With similar ideas you can easily create 100s or 1000s of features with your data and then feed all this data to XGBoost (which is easy to train and debug) or NN (more complicated to train).
I have some daily time series data. I am trying to predict the next 3 days from the historical daily set of data.
The historical data shows a definite trend based upon the day-of-week such as Monday, Tuesday, etc Monday and Tuesdays are high, Wednesday typically highest and then decreasing over the remaining part of the week.
If i group the data monthly or weekly, i can definitely see a trend over time going up that appears to be additive.
My goal is to predict the next 3 days only. My intuition is telling me to take one approach and I am hoping for some feedback on pros/cons versus other approaches.
My intuition tells me it might be better to group the data by week or month and then predict the next week or month. Suppose I predict the next week total by loading historical weekly data into ARIMA, train, test and predict the next week. Within a week, each Day-of-week typically contributes x percent to that weekly total. So, if Wednesday historically has on average contributed 50% of the weekly volume, and for the next week I am predicted 1000, then I would predict Wednesday to be 500. Is this a common approach?
Alternatively, I could load the historical daily values into ARIMA, train, test and let ARIMA predict the next 3 days. The big difference here is the whole "predict weekly" versus "predict daily".

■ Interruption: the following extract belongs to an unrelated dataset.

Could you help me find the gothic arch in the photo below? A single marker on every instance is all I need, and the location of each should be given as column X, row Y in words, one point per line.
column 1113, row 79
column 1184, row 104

In the time series forecasting space, is this a common debate and if so, perhaps someone can suggest some key words i can google to educate myself on pros/cons?
Also, perhaps there is a suggested algorithm to use when day of week is a factor?
Thanks in advance for any responses.
Dan
This is a standard daily time series problem where there is a day-of-week seasonality. If you are using R, you could make the time series a ts object with frequency = 7 and then use auto.arima() from the forecast package to forecast it. Any other seasonal forecasting method is also potentially applicable.
I'm trying to predict the price of tomatoes, I've collected a data set that contains the previous tomato price along with which I've also added features that might affect the change in tomato price, for example, wages in agriculture over months, inflation rate over months, rainfall over months. Does this qualify as a multivariate time series? What machine learning technique can be used to solve this problem? The constraint is that there are only 48 data points (4 years *12 months). Also, can the test and train be pulled using Cross Validation ?
Columns in my dataset:
Year
Month
Tomato price
Wage
Inflation
Rainfall
Number of festivals in the month
Thanks in advance !!
I am new to machine learning. So apologize in advance if the question is not smart enough.
I have just completed learning linear regression. Now I want to apply my skill on a sample e-commerce data. For example, I have a purchase history of a customer on a specific site which is as follows:
Date product amount
2016-12-01 A 300
2016-16-01 B 500
2016-01-02 C 400
..............................
..............................
Now I can predict what can be his purchase on month of December by fitting a time series regression model.
But now I have given purchase histry of multiple customers. With additional customerId column. How can I model it to predict purchase amount for each customer for month of December? Actually it does not sound smart to make N model for N individual customer.
Any clue or learning material will be appreciated.
You have to train N models for N customer if you want to predict a weekly/monthly purchase per customer.
However, if you generally want to know how much your customers buy in total, then add up the shopping values of all customers and create a model to predict the total purchase of all customers.